2. We conducted a review and meta-analysis for a widespread group of seabirds, the petrels, to better understand how and why population estimates are being used. Globally petrels are highly threatened, and aspects of their ecology make them difficult to survey, introducing high levels of uncertainty into population estimates.
3. We found that by far the most common intended use of population estimates was to inform status and trend assessments, while less common uses were trialling methods to improve estimates and assessing threat impacts and conservation outcomes.
4. The mean coefficient of variation for published estimates was 0.17 (SD = 0.14), with no evidence that uncertainty has been reduced through time. As a consequence of this high uncertainty, when we simulated declines equivalent to thresholds commonly used to trigger management, only 5% of studies could detect significant differences between population estimates collected 10 years apart for populations declining at a rate of 30% over three generations.
5. Reporting of uncertainty was variable with no dispersion statistics reported with 38% of population estimates and most not reporting key underlying parameters: nest numbers/density and nest occupancy. We also found no correlation between uncertainty in petrel population estimates and either island size, body size or species threat status – potential predictors of uncertainty.
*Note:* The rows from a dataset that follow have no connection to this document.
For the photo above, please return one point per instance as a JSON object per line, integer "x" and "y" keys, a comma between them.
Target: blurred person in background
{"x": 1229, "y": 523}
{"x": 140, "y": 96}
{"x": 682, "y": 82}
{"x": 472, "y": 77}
6. Key recommendations for managers are to be mindful of uncertainty in past population estimates if aiming to collect contemporary estimates for comparison, to report uncertainty clearly for new estimates, and to give careful consideration to whether a proposed estimate is likely to achieve the requisite level of certainty for the investment in its generation to be warranted. We recommend a practitioner-based value of information assessment to confirm where there is value in reducing uncertainty.